Keywords: Airway inflammation, Induced sputum, Reference values
Abstract
HISTORIQUE :
Les numérations cellulaires dans les expectorations induites sont une méthode fiable et non invasive pour évaluer la présence, le type et le degré d’inflammation des voies aériennes. On ne sait pas si les valeurs de référence à jour de ces numérations sont applicables à d’autres laboratoires d’expectoration induite, notamment dans l’Ouest canadien ou à haute altitude.
OBJECTIFS :
Décrire la plage normale de numérations cellulaires dans les expectorations induites chez des adultes en santé de l’Ouest canadien.
MÉTHODOLOGIE :
Au total, 105 non-fumeurs adultes et en santé dont la réactivité bronchique était normale et qui n’avaient pas d’antécédents de maladie pulmonaire ont été soumis à une induction d’expectorations. Les échantillons d’expectorations étaient fixés au formol.
RÉSULTATS :
Soixante-neuf sujets ont fait partie de l’analyse finale. Les numérations cellulaires moyenne ± ÉT et médiane (plage interquartile), respectivement, s’établissaient comme suit : numération cellulaire totale 2,453±2,108, 2,000 (2,512), neutrophiles 1,212±1,491, 0,721 (1,016), éosinophiles 0,034±0,069, 0,005 (0,043), macrophages 1,050±1,213, 0,696 (1,005), lymphocytes 0,057±0,161, 0,001 (0,049) et cellules épithéliales bronchiques 0,041±0,126, 0,000 (0,027). Les pourcentages cellulaires différentiels respectifs s’établissaient comme suit : neutrophiles 50,3±23,5,51,9 (32); éosinophiles 1,4±2,3, 0,3 (2); macrophages 43±22,8, 39,3 (32); lymphocytes 2,6±5,2, 0,4 (2,5) et cellules épithéliales bronchiques 2,2±4,8,0,0 (2,9). L’analyse de Bland-Altman et les coefficients de corrélation intraclasse ont révélé une excellente concordance interobservateur quant à la mesure des types de cellules d’expectoration.
EXPOSÉ :
Les chercheurs ont décrit la plage de numérations cellulaires dans les expectorations induites effectuées dans un laboratoire de l’Ouest canadien chez des non-fumeurs adultes en santé. Les distributions cellulaires étaient similaires à celles d’études antérieures. C’est également la première description de valeurs normales d’échantillons d’expectorations induites fixées au formol.
CONCLUSIONS :
Ces résultats confirment que les valeurs de référence à jour des expectorations induites peuvent être généralisées dans divers laboratoires, y compris ceux de l’Ouest canadien et à haute altitude, de même que dans des échantillons fixés au formol, ce qui permet de les utiliser dans l’ensemble de la population atteinte d’asthme au Canada.

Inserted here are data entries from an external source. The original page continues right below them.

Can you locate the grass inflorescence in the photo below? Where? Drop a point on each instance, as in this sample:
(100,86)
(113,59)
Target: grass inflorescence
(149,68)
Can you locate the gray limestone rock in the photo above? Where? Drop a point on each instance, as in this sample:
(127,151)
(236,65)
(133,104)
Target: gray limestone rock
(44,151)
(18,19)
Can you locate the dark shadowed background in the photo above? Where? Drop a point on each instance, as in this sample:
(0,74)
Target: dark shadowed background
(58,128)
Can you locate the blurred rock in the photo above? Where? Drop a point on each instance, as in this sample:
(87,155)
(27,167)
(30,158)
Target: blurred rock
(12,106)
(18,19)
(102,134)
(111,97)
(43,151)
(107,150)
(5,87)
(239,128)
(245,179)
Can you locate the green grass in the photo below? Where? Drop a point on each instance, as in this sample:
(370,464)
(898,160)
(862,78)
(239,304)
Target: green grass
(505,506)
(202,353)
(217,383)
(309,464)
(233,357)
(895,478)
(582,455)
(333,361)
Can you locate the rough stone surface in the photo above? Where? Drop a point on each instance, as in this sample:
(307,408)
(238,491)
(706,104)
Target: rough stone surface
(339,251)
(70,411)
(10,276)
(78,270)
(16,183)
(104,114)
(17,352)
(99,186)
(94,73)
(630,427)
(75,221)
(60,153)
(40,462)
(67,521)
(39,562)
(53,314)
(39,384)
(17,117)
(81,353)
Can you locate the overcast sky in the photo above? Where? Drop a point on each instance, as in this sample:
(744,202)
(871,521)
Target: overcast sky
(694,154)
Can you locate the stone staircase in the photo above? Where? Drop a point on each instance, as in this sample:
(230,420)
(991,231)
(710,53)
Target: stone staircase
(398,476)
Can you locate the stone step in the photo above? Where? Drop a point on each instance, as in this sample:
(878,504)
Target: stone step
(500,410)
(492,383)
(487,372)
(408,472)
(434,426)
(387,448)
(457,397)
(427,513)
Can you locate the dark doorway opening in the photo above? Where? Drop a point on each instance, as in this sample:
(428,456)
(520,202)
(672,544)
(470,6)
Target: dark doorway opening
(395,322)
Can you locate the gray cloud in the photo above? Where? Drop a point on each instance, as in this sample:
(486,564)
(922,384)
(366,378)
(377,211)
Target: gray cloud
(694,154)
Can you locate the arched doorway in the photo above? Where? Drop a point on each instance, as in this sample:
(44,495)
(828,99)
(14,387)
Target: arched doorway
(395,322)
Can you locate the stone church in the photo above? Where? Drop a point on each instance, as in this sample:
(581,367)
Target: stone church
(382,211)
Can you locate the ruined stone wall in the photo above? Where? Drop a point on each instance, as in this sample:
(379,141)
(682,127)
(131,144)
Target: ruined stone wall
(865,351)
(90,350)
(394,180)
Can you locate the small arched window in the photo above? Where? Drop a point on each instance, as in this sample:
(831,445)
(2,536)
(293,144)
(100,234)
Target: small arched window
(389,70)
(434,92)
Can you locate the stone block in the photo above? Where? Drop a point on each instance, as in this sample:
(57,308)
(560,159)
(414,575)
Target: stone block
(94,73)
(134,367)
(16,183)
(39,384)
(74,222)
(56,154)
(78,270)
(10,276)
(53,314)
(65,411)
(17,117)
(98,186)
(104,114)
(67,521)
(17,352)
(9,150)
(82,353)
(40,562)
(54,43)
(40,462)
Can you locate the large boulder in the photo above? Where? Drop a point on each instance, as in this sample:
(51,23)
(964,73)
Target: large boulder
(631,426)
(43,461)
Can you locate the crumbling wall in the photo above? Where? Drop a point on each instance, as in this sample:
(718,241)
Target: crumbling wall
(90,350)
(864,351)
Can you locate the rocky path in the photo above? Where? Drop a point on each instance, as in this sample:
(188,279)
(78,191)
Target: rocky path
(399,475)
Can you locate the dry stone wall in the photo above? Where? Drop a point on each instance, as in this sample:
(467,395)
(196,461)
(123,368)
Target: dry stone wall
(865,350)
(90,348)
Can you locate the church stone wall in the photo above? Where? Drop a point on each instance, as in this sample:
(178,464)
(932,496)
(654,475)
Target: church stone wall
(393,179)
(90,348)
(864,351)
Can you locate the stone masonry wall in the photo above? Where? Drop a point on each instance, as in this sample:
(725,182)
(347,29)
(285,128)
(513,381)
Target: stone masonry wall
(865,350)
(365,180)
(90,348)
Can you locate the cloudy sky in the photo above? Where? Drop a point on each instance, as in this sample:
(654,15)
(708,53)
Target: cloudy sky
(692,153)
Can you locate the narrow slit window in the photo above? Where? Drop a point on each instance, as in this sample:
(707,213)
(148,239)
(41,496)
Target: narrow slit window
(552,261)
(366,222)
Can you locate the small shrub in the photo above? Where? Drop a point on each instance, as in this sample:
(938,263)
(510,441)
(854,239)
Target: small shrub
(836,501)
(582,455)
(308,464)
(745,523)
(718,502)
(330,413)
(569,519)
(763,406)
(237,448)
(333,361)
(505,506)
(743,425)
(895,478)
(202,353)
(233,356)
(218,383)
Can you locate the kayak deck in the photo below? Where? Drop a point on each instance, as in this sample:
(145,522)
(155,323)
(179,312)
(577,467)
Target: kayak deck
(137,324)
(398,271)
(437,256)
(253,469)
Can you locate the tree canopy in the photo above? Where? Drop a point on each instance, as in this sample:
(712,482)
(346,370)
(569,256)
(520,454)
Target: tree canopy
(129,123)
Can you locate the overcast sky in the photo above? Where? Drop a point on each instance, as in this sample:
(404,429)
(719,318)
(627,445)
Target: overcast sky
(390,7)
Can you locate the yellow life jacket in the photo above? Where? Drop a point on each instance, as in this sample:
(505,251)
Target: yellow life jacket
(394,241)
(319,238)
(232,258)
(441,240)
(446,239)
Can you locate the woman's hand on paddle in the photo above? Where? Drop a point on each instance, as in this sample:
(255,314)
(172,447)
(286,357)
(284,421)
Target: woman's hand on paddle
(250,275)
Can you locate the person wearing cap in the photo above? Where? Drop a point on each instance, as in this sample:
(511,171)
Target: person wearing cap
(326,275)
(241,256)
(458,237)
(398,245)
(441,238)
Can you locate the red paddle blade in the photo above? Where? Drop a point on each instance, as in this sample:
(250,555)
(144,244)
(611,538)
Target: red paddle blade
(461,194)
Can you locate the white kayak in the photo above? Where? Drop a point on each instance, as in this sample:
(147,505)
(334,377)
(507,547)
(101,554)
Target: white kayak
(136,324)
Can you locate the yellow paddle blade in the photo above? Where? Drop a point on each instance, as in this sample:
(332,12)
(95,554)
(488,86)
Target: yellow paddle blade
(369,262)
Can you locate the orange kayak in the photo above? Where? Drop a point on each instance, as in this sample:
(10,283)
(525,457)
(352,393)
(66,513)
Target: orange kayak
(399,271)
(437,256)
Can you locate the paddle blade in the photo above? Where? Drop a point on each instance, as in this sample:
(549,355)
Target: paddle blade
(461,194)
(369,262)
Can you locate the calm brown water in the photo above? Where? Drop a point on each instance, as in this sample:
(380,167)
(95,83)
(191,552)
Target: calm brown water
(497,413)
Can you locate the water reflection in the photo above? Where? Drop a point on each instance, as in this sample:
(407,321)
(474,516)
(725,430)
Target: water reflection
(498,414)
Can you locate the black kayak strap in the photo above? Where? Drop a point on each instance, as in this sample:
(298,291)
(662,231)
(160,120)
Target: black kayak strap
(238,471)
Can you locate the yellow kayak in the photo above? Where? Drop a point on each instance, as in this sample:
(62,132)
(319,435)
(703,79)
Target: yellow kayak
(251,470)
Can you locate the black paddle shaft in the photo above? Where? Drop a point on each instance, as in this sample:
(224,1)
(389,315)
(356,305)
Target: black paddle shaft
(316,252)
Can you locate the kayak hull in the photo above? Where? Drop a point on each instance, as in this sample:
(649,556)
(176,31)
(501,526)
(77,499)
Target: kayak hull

Induced sputum cell counts are a noninvasive, reliable method for evaluating the presence, type and degree of inflammation in the airways of the lungs (1–3). Sputum cell counts have been used to assist with the management of underlying airway inflammation, including assessment of asthma control and titration of inhaled corticosteroid therapy in patients with asthma (4). Adjusting asthma management based on sputum eosinophil counts has been found to be effective in reducing asthma exacerbations (4–7) and is now considered to be standard of care for the management of difficult-to-control asthma in the Canadian asthma guidelines (8).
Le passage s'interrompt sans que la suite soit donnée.